The gull was a dark-mantled, yellow-legged gull, most likely a Yellow-footed Gull. I saw photos of this bird a couple of weeks ago, and was keen on seeing it in the wild.

Well, we found a large concentration of shorebirds, herons, terns and gulls – Laughing Gulls – but no larger gull species among them.

Black-necked Stilts were quite numerous at this site. I think we saw more than a hundred. This bird came close enough for a photo.

Probably the most interesting sightings were of several single sulids, one of which appeared briefly – and barely – within the range of my camera. These photos are so heavily cropped that you can almost count the individual pixels, but all the same I think it should be possible to determine the species based on these photos. Shall we? (Please click on the photos for larger views.)

Let’s first determine the age of the bird, and review the possibilities. The bird in this photo appears to be an immature bird, although we should probably include adult Blue-footed Booby as a possibility. That’s a bird whose adult plumage isn’t as clean-cut as that of the other sulids. However, we can eliminate it on the basis of the dark head: an adult bluefoot would have a whitish head. Our bird has a mostly dark head, with mostly dark underwings but lighter underwing coverts. The tail on our bird is light, and there seems to be a bit of a light collar visible on the neck.

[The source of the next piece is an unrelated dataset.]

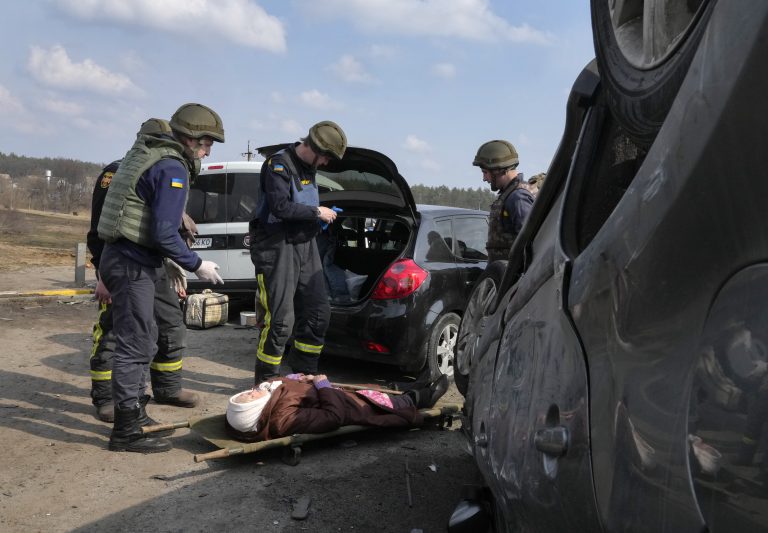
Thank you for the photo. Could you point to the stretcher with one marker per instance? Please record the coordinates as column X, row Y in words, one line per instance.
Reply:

Brown Booby is a candidate, but it can be eliminated on the basis of the upperside: both adult and immature Brown Boobies have all-dark uppersides, including dark tails. Masked Booby can be eliminated on the tail pattern; it has a light rump but a dark tail. Our bird has a light tail. Red-footed Booby, another candidate, has all-dark underwing coverts, which our bird does not show.

Overall, the bird that fits much better is immature Blue-footed Booby. It is a large sulid, often seen from land. It has a mostly dark underwing, with light underwing coverts. It has a pale tail.

We saw three individuals in total, the other two even further away than this one. We were unable to identify them in the field, but the other two may have been the same species.